Re: [PATCH] block: fix q->max_segment_size checking in blk_recalc_rq_segmentsabout VMERGE

From: Mikulas Patocka
Date: Sat Jul 19 2008 - 21:45:45 EST


On Sat, 19 Jul 2008, David Miller wrote:

> From: FUJITA Tomonori <fujita.tomonori@xxxxxxxxxxxxx>
> Date: Thu, 17 Jul 2008 22:18:44 +0900
>
> > BTW, as I've already said, I'm not against removing the vmerge
> > accounting from the block layer.
>
> I am also, as stated, not against this.
>
> Fujita-san, please proposage a patch so that we can put this
> issue behind us :-)

Few days ago I created this.

Another task would be to remove nr_hw_segments from request, bio and queue
parameters (if this patch is accepted).

Mikulas

---
arch/parisc/kernel/setup.c | 5 ---
arch/x86/kernel/pci-dma.c | 6 ---
block/blk-merge.c | 72 +++------------------------------------------
drivers/parisc/ccio-dma.c | 2 -
drivers/parisc/sba_iommu.c | 2 -
fs/bio.c | 6 +--
include/asm-alpha/io.h | 3 -
include/asm-ia64/io.h | 26 +---------------
include/asm-parisc/io.h | 6 ---
include/asm-powerpc/io.h | 7 ----
include/asm-sparc64/io.h | 1
include/asm-x86/io_64.h | 3 -
include/linux/bio.h | 15 ---------
13 files changed, 10 insertions(+), 144 deletions(-)

Index: linux-2.6.26-fast/arch/parisc/kernel/setup.c
===================================================================
--- linux-2.6.26-fast.orig/arch/parisc/kernel/setup.c 2008-07-15 16:19:53.000000000 +0200
+++ linux-2.6.26-fast/arch/parisc/kernel/setup.c 2008-07-15 16:20:15.000000000 +0200
@@ -57,11 +57,6 @@ int parisc_bus_is_phys __read_mostly = 1
EXPORT_SYMBOL(parisc_bus_is_phys);
#endif

-/* This sets the vmerge boundary and size, it's here because it has to
- * be available on all platforms (zero means no-virtual merging) */
-unsigned long parisc_vmerge_boundary = 0;
-unsigned long parisc_vmerge_max_size = 0;
-
void __init setup_cmdline(char **cmdline_p)
{
extern unsigned int boot_args[];
Index: linux-2.6.26-fast/arch/x86/kernel/pci-dma.c
===================================================================
--- linux-2.6.26-fast.orig/arch/x86/kernel/pci-dma.c 2008-07-15 16:19:53.000000000 +0200
+++ linux-2.6.26-fast/arch/x86/kernel/pci-dma.c 2008-07-15 16:20:15.000000000 +0200
@@ -30,11 +30,6 @@ int no_iommu __read_mostly;
/* Set this to 1 if there is a HW IOMMU in the system */
int iommu_detected __read_mostly = 0;

-/* This tells the BIO block layer to assume merging.

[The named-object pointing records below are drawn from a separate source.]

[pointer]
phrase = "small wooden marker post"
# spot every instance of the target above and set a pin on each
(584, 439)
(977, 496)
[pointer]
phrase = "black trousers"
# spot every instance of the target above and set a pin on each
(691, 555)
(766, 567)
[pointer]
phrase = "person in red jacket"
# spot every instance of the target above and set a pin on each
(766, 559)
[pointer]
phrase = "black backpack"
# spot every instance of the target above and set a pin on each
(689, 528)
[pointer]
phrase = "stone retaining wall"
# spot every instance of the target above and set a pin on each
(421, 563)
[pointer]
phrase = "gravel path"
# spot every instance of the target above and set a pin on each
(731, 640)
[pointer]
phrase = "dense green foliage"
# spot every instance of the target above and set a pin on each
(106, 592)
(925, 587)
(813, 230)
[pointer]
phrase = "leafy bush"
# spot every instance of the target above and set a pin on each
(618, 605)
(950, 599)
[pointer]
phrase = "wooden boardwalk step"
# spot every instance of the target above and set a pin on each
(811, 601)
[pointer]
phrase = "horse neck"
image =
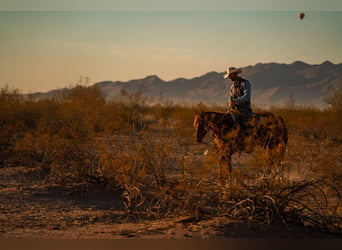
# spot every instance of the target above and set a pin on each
(212, 120)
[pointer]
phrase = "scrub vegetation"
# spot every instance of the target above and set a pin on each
(145, 154)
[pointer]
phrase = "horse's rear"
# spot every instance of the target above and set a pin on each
(271, 133)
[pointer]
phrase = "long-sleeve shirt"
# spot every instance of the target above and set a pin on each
(240, 93)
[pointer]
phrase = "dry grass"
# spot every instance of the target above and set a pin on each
(148, 153)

Default to off
- because we cannot guarantee merging later. */
-int iommu_bio_merge __read_mostly = 0;
-EXPORT_SYMBOL(iommu_bio_merge);
-
dma_addr_t bad_dma_address __read_mostly = 0;
EXPORT_SYMBOL(bad_dma_address);

@@ -151,7 +146,6 @@ static __init int iommu_setup(char *p)
}

if (!strncmp(p, "biomerge", 8)) {
- iommu_bio_merge = 4096;
iommu_merge = 1;
force_iommu = 1;
}
Index: linux-2.6.26-fast/block/blk-merge.c
===================================================================
--- linux-2.6.26-fast.orig/block/blk-merge.c 2008-07-15 16:19:53.000000000 +0200
+++ linux-2.6.26-fast/block/blk-merge.c 2008-07-15 16:20:15.000000000 +0200
@@ -66,7 +66,7 @@ void blk_recalc_rq_segments(struct reque
*/
high = page_to_pfn(bv->bv_page) > q->bounce_pfn;
if (high || highprv)
- goto new_hw_segment;
+ goto new_segment;
if (cluster) {
if (seg_size + bv->bv_len > q->max_segment_size)
goto new_segment;
@@ -74,8 +74,6 @@ void blk_recalc_rq_segments(struct reque
goto new_segment;
if (!BIOVEC_SEG_BOUNDARY(q, bvprv, bv))
goto new_segment;
- if (BIOVEC_VIRT_OVERSIZE(hw_seg_size + bv->bv_len))
- goto new_hw_segment;

seg_size += bv->bv_len;
hw_seg_size += bv->bv_len;
@@ -83,17 +81,11 @@ void blk_recalc_rq_segments(struct reque
continue;
}
new_segment:
- if (BIOVEC_VIRT_MERGEABLE(bvprv, bv) &&
- !BIOVEC_VIRT_OVERSIZE(hw_seg_size + bv->bv_len))
- hw_seg_size += bv->bv_len;
- else {
-new_hw_segment:
- if (nr_hw_segs == 1 &&
- hw_seg_size > rq->bio->bi_hw_front_size)
- rq->bio->bi_hw_front_size = hw_seg_size;
- hw_seg_size = BIOVEC_VIRT_START_SIZE(bv) + bv->bv_len;
- nr_hw_segs++;
- }
+ if (nr_hw_segs == 1 &&
+ hw_seg_size > rq->bio->bi_hw_front_size)
+ rq->bio->bi_hw_front_size = hw_seg_size;
+ hw_seg_size = bv->bv_len;
+ nr_hw_segs++;

nr_phys_segs++;
bvprv = bv;
@@ -146,22 +138,6 @@ static int blk_phys_contig_segment(struc
return 0;
}

-static int blk_hw_contig_segment(struct request_queue *q, struct bio *bio,
- struct bio *nxt)
-{
- if (!bio_flagged(bio, BIO_SEG_VALID))
- blk_recount_segments(q, bio);
- if (!bio_flagged(nxt, BIO_SEG_VALID))
- blk_recount_segments(q, nxt);
- if (!BIOVEC_VIRT_MERGEABLE(__BVEC_END(bio), __BVEC_START(nxt)) ||
- BIOVEC_VIRT_OVERSIZE(bio->bi_hw_back_size + nxt->bi_hw_front_size))
- return 0;
- if (bio->bi_hw_back_size + nxt->bi_hw_front_size > q->max_segment_size)
- return 0;
-
- return 1;
-}
-
/*
* map a request to scatterlist, return number of sg entries setup. Caller
* must make sure sg can hold rq->nr_phys_segments entries
@@ -317,18 +293,6 @@ int ll_back_merge_fn(struct request_queu
if (!bio_flagged(bio, BIO_SEG_VALID))
blk_recount_segments(q, bio);
len = req->biotail->bi_hw_back_size + bio->bi_hw_front_size;
- if (BIOVEC_VIRT_MERGEABLE(__BVEC_END(req->biotail), __BVEC_START(bio))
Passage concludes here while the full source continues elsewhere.